The second pillar is aged muscle. Neelakantan et al. (2019) reported that aged mouse muscle has elevated NNMT, and that inhibiting it with 5-Amino-1MQ reactivated senescent muscle stem cells and improved regenerative capacity and contractile recovery after injury in aged mice — the authors called it the first clear evidence that NNMT inhibitors are a viable pharmacological approach to enhancing aged-muscle regeneration.[2](https://peptidevox.com/#r2)[3](https://peptidevox.com/#r3) The popular NAD+-booster and longevity framing is mechanistic extrapolation: in-vitro NAD+ rises are real, but no study has measured intracellular NAD+ after 5-Amino-1MQ in humans, and clinical longevity claims remain unproven marketing.[8](https://peptidevox.com/#r8) Separately, because NNMT is tumor-promoting in many cancers, NNMT inhibitors are studied as anti-cancer tools — preclinical research interest that is the opposite of a wellness indication and a reminder that NNMT biology is context-dependent.[6](https://peptidevox.com/#r6)[7](https://peptidevox.com/#r7)

Proven vs hyped
Proven in humans: nothing. The reproducible, mechanistically coherent rodent data on adiposity and aged muscle are genuine but preclinical. The marketed combination of fat loss, NAD+ support, and longevity in humans extrapolates from mouse and cell-culture findings with no validating human trial.[8](https://peptidevox.com/#r8)

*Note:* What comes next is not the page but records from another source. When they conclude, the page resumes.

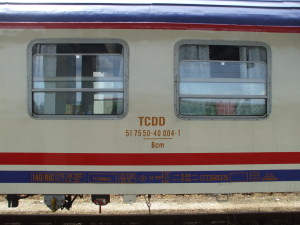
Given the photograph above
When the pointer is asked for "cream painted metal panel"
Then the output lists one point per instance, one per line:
(151, 93)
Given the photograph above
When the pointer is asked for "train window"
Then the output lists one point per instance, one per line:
(226, 80)
(78, 80)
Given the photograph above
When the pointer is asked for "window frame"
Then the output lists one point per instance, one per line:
(221, 43)
(77, 41)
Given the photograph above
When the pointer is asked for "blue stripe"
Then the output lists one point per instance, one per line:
(139, 177)
(231, 15)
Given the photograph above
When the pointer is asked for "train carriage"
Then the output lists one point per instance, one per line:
(149, 97)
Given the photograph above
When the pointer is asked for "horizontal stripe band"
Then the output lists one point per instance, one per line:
(149, 159)
(142, 177)
(154, 26)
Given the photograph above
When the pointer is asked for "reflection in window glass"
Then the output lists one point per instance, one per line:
(78, 79)
(219, 80)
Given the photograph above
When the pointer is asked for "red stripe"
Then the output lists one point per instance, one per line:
(148, 159)
(162, 26)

## What doses appear in the literature, and what are the risks?

Reported strictly as information, not a protocol. The only controlled dosing is preclinical: 20 mg/kg subcutaneously, three times daily (about 60 mg/kg/day) for 11 days reversed adiposity in diet-induced obese mice, with a tolerability arm finding that dose well tolerated.[1](https://peptidevox.com/#r1) Naive milligram-per-kilogram scaling from mouse to human is not clinically validated and should not be used to infer a human dose. Consumer and research-chemical channels market the compound predominantly as oral capsules, commonly cited around 50 mg per day and sometimes 50 to 150 mg per day, often cycled — figures that originate from vendor copy, not from any pharmacokinetic or efficacy study, for a cationic molecule whose only in-vivo evidence used injection.[8](https://peptidevox.com/#r8)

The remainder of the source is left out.